NASA Releases Epic Snapshot of Dying Star on Hubble Telescope's Birthday

The Hubble Space Telescope is officially 31 years old. To celebrate, the HST team at NASA unveiled [...]

The Hubble Space Telescope is officially 31 years old. To celebrate, the HST team at NASA unveiled a stunning picture of a star doing anything in its power to not become one with the cosmos for good. The star in question — one named AG Carinae, nearly 70 times as massive as our Sun — has been playing a game of cosmic tug-of-war for thousands of years, causing the star to spew material into space.

The end result is a beautiful red and blue nebula some 5 light-years wide, or some 30 trillion miles across. In comparison, Pluto orbits in our solar system just 3 billion miles away. Though pictures of the star have been captured before, the latest snapshot is the most luminous yet, showing the rich reds and blues of the star and its surrounding nebula.

While gravity is trying to keeps the star's material and energy contained within itself, the pressure from the star's radiation is pushing the cosmic winds outward.

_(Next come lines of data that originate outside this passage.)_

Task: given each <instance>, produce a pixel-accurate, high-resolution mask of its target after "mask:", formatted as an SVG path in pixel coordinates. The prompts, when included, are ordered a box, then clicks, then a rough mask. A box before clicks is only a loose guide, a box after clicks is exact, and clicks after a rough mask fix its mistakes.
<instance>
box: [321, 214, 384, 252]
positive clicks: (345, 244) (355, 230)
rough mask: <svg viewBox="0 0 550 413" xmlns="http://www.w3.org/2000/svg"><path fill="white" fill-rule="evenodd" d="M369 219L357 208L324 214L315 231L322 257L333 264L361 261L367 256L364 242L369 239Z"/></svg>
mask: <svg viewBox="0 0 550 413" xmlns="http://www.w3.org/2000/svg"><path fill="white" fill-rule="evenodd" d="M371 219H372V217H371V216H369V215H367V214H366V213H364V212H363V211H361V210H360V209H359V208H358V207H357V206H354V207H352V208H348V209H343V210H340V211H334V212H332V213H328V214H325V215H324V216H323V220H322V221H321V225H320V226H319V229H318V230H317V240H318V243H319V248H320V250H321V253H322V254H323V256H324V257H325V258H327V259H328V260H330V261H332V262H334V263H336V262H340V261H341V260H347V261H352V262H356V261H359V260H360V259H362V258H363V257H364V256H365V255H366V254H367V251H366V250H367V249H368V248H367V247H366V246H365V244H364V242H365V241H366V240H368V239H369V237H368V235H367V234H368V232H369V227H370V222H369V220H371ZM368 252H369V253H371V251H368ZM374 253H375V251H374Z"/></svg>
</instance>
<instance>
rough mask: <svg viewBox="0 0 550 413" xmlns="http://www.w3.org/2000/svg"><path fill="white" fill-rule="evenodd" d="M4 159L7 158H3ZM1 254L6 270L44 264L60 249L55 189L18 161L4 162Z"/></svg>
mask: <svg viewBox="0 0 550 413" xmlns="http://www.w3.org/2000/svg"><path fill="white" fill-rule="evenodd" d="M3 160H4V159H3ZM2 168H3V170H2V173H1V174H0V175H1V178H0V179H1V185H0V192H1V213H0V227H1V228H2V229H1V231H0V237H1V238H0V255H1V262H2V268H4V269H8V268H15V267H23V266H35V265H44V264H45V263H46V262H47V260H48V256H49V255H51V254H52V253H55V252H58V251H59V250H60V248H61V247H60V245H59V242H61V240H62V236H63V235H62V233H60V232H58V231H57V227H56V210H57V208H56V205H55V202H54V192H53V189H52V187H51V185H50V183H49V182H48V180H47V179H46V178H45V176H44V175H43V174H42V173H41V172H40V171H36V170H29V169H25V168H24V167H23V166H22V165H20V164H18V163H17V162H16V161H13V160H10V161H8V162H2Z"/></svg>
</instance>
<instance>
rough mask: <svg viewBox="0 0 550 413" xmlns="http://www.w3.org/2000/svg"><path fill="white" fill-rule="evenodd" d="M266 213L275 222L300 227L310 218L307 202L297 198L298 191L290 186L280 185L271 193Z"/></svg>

"It's an arm wrestling contest between radiation pressure from within the star pushing outward and gravity pressing inward. This cosmic match results in the star expanding and contracting," NASA scientists explain in a release. "The outward pressure occasionally wins the battle, and the star expands to such an immense size that it blows off its outer layers, like a volcano erupting. But this outburst only happens when the star is on the verge of coming apart. After the star ejects the material, it contracts to its normal size, settles back down, and becomes quiescent for a while."

Ruhr University's Kerstin Weis, an expert on luminous blue stars, adds, "I like studying these kinds of stars because I am fascinated by their instability. They are doing something weird."